This document is relevant for: Trn1, Trn2

CPU Mode Overview#

CPU mode allows users to run parallel primitives like RowParallelLinear and ColumnParallelLinear on CPU. This is useful when debugging or developing model sharding and want to check the intermediate results of sharded layers. The CPU mode runs in PyTorch’s eager mode and does not require the compilation steps of torch-xla and Neuron compiler. The collective communications like all-reduce use the PyTorch’s gloo backend for communications.

To enable the CPU mode, we need to set the environment variable NXD_CPU_MODE=1 to enable the CPU mode. As the CPU mode leverages Gloo backend for communication, users need to initialize the distributed environment with “gloo” backend instead of “xla” backend. In the following, we given an example of a MLP with Tensor Parallel linear layers.

import torch
import torch.nn as nn
import torch.distributed as dist
from neuronx_distributed.parallel_layers import layers
from neuronx_distributed.parallel_layers import initialize_model_parallel
from neuronx_distributed.utils import cpu_mode, get_device, master_print

# initialize the distributed environment inside PyTorch
cc_backend = "gloo" if cpu_mode() else "xla"
dist.init_process_group(backend=cc_backend)

# assuming sharding the model with TP=2
initialize_model_parallel(tensor_model_parallel_size=2)

hidden_size = 1024
rand_inputs = torch.rand(4, hidden_size)
model = nn.Sequential(
    layers.ColumnParallelLinear(
        hidden_size,
        hidden_size,
        bias=False,
        gather_output=False,
        keep_master_weight=True,
    ),
    layers.RowParallelLinear(
        hidden_size,
        hidden_size,
        bias=False,
        input_is_parallel=True,
        keep_master_weight=True,
    ),
)
model = model.to(get_device())
rand_inputs = rand_inputs.to(get_device())

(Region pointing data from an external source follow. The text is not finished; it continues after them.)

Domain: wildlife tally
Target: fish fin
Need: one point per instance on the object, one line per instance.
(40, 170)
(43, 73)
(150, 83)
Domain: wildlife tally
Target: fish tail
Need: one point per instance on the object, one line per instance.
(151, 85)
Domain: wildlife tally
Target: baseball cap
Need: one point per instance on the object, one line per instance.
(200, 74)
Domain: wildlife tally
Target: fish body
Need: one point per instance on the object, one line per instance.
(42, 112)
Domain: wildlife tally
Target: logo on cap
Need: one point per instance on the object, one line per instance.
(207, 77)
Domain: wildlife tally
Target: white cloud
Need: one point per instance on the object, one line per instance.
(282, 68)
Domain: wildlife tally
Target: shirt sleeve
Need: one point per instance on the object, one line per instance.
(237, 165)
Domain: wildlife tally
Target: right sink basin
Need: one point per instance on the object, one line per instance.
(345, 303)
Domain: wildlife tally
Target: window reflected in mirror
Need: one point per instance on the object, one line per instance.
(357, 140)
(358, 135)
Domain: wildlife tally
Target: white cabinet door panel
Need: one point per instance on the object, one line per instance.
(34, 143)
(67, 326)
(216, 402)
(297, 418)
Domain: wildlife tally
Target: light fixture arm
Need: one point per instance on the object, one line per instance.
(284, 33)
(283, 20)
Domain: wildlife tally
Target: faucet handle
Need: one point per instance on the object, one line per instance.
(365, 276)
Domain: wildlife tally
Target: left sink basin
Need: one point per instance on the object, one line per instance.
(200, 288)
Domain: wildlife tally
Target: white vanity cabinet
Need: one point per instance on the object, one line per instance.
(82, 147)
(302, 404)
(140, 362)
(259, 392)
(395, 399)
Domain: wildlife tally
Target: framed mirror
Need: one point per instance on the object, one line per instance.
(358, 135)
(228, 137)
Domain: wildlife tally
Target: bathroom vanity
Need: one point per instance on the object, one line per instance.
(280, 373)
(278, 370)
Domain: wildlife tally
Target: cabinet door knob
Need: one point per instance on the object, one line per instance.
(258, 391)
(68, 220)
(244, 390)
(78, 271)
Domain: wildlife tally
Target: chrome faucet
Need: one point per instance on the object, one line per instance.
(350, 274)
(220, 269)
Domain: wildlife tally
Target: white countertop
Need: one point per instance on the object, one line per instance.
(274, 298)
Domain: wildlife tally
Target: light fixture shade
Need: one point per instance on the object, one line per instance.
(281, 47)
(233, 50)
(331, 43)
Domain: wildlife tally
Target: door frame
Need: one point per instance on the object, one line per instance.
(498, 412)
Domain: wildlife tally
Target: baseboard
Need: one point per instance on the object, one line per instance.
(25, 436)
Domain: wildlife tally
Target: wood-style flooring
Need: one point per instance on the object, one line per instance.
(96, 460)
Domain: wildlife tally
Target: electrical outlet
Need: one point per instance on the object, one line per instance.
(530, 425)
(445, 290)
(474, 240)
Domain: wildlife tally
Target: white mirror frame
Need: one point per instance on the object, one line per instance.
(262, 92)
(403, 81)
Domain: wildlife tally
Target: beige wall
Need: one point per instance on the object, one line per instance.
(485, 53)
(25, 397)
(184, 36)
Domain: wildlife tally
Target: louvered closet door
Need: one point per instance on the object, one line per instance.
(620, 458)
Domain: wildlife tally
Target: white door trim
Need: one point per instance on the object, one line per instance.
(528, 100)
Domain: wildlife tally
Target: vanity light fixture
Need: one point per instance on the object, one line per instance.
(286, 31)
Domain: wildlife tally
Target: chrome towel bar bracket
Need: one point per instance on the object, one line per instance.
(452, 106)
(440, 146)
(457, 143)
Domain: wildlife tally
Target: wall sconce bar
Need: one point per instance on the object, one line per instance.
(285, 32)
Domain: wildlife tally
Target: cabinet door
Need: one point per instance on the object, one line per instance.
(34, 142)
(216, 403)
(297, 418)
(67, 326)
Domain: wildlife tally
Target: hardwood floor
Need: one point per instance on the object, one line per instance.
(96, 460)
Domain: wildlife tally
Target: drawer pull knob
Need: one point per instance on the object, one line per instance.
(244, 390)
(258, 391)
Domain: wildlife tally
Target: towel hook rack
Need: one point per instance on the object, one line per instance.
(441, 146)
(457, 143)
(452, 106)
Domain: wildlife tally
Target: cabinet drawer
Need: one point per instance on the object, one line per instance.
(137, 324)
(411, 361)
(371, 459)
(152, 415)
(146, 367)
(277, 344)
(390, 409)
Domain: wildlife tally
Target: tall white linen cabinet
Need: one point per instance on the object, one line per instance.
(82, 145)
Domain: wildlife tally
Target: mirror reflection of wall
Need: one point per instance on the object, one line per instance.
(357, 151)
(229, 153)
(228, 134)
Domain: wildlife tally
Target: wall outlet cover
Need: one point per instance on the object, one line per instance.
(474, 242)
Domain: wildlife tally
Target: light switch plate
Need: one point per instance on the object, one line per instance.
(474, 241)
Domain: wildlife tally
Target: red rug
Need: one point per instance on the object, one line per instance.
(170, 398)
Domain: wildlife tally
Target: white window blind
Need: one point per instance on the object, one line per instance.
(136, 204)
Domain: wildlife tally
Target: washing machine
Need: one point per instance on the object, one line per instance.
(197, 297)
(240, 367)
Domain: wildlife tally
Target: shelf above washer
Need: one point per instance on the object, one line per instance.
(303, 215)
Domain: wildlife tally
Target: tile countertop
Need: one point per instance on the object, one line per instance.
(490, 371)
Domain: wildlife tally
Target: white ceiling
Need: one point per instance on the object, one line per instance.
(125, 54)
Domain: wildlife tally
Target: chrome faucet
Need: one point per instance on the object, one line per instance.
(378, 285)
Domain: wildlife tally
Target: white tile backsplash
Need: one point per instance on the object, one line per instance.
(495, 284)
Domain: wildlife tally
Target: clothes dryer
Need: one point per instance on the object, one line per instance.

outputs = model(rand_inputs)
# user can check the outputs are on the CPU
# and there is no compilation triggered
master_print(f"Output sum is {outputs.sum()}")
# set the environment variable to enable CPU mode
# if the environment variable is set to 0,
# the script will run on Trainium accelerator using XLA
export NXD_CPU_MODE=1
# assumign the script show above is saved in test_cpu_mode.py
exec_file=test_cpu_mode.py
torchrun --nnodes=1 --nproc-per-node=2 --master_port=1234 ${exec_file}

How to use CPU mode in existing scripts#

If the scripts previously used the xla_device explicitly, users need to replace the corresponding use of xla_device with get_device() function call from neuronx_distributed.utils to get the suitable device. Similarly, you need to replace explicit calling of xm.master_print with wrapped master_print from neuronx_distributed.utils. In principle, to make the scripts general to both CPU mode and XLA mode with Trainium as the backend, you need to replace functions from torch-xla package with a thin wrapper that can dispatch the function calls to the native PyTorch counterparts, when CPU mode is in-use.

This document is relevant for: Trn1, Trn2